1. **Subword Information**:
   - **FastText**: Leverages subwords (character n-grams), which allows it to generate vectors for unseen or misspelled words.
   - **GloVe**: Does not use subwords, which means it cannot handle OOV words and requires retraining to expand vocabulary.

2. **OOV Word Handling**:
   - **FastText**: Can handle OOV words dynamically using subwords. This makes it much more robust to spelling variations, new words, or morphological changes.
   - **GloVe**: Fails with OOV words.
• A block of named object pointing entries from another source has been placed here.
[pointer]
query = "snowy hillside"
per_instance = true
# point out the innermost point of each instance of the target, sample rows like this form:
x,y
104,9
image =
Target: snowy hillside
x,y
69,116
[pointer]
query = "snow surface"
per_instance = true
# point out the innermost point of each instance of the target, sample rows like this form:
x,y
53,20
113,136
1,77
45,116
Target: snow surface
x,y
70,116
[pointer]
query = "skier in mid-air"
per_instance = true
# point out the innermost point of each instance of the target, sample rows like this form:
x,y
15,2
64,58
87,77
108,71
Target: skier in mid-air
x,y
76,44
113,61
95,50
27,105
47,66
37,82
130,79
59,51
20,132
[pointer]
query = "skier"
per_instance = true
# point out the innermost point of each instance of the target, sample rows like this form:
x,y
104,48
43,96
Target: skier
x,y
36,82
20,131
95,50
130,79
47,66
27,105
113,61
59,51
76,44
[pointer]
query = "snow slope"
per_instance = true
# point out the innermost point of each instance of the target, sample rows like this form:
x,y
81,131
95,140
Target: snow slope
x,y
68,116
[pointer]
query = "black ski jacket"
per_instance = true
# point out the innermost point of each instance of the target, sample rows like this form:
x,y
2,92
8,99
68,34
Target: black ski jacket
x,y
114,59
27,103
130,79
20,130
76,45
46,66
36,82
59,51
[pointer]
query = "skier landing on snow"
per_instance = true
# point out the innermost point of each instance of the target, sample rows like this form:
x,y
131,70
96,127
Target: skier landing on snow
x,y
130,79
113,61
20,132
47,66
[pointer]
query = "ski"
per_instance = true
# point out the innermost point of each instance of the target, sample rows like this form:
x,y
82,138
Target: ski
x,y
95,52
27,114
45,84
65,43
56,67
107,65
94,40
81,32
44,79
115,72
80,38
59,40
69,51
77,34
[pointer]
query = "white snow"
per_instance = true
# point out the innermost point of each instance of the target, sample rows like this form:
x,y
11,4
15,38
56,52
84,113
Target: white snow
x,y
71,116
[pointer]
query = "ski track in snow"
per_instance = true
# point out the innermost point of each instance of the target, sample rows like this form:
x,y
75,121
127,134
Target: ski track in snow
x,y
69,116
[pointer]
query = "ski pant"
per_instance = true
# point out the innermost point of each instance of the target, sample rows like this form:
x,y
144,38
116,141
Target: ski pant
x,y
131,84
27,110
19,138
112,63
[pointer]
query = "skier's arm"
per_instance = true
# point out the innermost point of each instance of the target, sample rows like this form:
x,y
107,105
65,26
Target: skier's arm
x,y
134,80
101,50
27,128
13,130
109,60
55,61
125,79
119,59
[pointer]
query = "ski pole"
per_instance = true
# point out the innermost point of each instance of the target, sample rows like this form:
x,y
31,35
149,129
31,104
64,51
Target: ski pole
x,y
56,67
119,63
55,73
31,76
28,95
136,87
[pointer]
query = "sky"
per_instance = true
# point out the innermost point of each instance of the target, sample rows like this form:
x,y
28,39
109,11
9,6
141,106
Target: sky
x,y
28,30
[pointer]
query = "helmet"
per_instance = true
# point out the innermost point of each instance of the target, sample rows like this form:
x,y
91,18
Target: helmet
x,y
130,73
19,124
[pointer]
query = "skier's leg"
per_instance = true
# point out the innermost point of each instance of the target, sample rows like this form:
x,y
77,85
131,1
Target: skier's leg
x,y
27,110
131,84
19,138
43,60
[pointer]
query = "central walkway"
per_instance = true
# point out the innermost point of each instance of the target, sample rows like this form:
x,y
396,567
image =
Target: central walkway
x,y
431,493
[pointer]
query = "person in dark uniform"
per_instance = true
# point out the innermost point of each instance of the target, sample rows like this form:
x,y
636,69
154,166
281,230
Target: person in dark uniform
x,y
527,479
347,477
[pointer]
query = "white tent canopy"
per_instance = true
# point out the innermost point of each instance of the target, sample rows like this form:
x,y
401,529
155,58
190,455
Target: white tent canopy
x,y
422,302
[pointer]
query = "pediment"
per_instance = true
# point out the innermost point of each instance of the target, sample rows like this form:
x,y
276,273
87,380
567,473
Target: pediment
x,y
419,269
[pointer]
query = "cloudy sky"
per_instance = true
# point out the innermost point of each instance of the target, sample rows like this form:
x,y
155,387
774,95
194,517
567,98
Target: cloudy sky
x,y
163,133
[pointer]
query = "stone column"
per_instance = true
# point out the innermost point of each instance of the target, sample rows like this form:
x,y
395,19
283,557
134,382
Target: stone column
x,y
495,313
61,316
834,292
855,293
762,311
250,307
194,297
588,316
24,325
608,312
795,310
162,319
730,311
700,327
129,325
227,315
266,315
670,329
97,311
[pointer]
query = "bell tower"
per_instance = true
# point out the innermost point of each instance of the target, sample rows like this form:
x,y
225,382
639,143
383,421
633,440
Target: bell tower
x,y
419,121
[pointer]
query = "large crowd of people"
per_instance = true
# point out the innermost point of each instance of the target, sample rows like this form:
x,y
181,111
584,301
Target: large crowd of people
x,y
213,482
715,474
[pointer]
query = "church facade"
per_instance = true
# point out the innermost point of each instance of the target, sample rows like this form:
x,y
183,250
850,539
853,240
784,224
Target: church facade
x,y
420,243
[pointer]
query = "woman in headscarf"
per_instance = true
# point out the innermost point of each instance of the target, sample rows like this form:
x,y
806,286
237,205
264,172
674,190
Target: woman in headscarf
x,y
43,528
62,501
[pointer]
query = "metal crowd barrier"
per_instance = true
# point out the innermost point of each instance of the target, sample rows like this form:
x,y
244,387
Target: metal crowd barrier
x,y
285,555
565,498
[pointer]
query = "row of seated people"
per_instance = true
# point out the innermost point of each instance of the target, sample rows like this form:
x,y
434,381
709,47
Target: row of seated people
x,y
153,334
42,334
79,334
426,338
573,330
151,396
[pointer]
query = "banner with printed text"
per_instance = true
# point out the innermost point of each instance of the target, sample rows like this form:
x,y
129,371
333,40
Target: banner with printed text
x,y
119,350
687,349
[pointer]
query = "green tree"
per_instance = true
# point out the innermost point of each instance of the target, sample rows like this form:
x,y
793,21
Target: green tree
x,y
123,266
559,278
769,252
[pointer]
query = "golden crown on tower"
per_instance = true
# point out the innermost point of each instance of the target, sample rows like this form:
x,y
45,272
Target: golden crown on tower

If a word wasn’t seen during training, no vector is generated, and the model will return an error.

3. **Vocabulary Expansion**:
   - **FastText**: Does not expand its vocabulary after training, but it dynamically generates vectors using subwords.
   - **GloVe**: No vocabulary expansion is possible unless the model is retrained.

4. **Efficiency in Handling Misspellings**:
   - **FastText**: Handles minor variations and misspellings well because it can still create vectors based on subwords.
   - **GloVe**: Treats misspellings as entirely new words and fails to generate a vector unless explicitly trained on those variations.